Around 128 black and white men and women were analyzed and it was discovered that dental plaque accumulation apparently did not lead to a change in total white blood count, which is said to be a known risk factor for unfavorable cardiac events. Nevertheless, in black males the researchers observed an important boost in the activity of neutrophils which is said to be a most common type of white blood cell and a vital part of the immune system. This research was led by Michael Kowolik, B.D.S., Ph.D., professor of periodontics and associate dean for graduate education at the IU School of Dentistry on the campus of Indiana University-Purdue University Indianapolis.

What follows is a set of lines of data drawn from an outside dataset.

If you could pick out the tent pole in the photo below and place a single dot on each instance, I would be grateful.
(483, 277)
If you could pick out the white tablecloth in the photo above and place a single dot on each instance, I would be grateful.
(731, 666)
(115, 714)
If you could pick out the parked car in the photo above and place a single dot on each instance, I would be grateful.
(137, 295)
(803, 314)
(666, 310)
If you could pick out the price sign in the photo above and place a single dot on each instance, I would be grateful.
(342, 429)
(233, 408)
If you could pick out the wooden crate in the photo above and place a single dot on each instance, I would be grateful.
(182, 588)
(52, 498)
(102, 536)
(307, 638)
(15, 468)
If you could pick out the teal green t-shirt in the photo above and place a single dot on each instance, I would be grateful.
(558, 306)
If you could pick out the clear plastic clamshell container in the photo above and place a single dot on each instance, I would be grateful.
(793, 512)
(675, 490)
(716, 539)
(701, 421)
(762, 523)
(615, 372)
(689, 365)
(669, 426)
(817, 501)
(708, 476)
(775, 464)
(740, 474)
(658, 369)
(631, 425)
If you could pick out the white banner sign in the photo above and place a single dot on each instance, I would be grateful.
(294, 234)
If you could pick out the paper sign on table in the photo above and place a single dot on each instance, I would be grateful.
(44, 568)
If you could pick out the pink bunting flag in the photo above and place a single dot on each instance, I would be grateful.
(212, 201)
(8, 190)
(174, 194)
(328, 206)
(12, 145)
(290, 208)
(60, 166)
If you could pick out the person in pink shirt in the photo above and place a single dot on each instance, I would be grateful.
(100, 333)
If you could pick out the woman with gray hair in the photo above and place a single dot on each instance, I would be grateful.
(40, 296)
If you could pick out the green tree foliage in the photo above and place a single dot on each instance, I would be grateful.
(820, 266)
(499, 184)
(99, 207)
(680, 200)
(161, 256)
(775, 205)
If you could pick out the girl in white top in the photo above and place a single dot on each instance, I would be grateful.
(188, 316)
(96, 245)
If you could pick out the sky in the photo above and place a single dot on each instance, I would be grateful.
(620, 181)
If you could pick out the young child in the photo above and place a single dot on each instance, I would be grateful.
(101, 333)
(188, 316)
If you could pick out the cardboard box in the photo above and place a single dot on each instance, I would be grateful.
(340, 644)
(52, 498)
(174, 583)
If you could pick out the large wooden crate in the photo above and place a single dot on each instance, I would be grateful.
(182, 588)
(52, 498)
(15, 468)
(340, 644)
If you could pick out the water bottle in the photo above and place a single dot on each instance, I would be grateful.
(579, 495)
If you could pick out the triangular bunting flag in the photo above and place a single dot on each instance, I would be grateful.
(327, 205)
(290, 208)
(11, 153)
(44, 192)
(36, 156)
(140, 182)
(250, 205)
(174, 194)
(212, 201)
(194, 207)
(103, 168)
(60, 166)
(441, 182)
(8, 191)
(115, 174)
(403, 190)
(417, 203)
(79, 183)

Unlike a lot of researches that may try to recognize the connection between oral inflammatory disease and heart disease risk, these research subjects apparently did not have periodontal disease. They were believed to be healthy people who were supposedly requested to ignore oral hygiene.

Dr Kowolik, “We are talking about healthy people who simply neglect oral hygiene and if they were male and black, we found a response from their white blood cells, or neutrophils, that might be a cause for concern. If you get a bacterial infection anywhere in the body, billions of neutrophils come flooding out of your bone marrow to defend against the intruder. Our observation that with poor dental hygiene white blood cell activity increased in black men but not black women or whites of either sex suggests both gender and racial differences in the inflammatory response to dental plaque. This finding could help us identify individuals at greater risk for infections anywhere in the body including those affecting the heart.”

Dr.Kowolik added, “While we did not observe higher white blood cell counts as the result of dental plaque accumulation, the increased activity of white blood cells, which we did find, may also carry a higher risk for heart disease.”

It is apparently believed that physicians have supposedly always known that one of the major risk factors for a heart attack is said to be a prominent white blood cell count.

This research appears in the August 2009 issue of the Journal of Dental Research.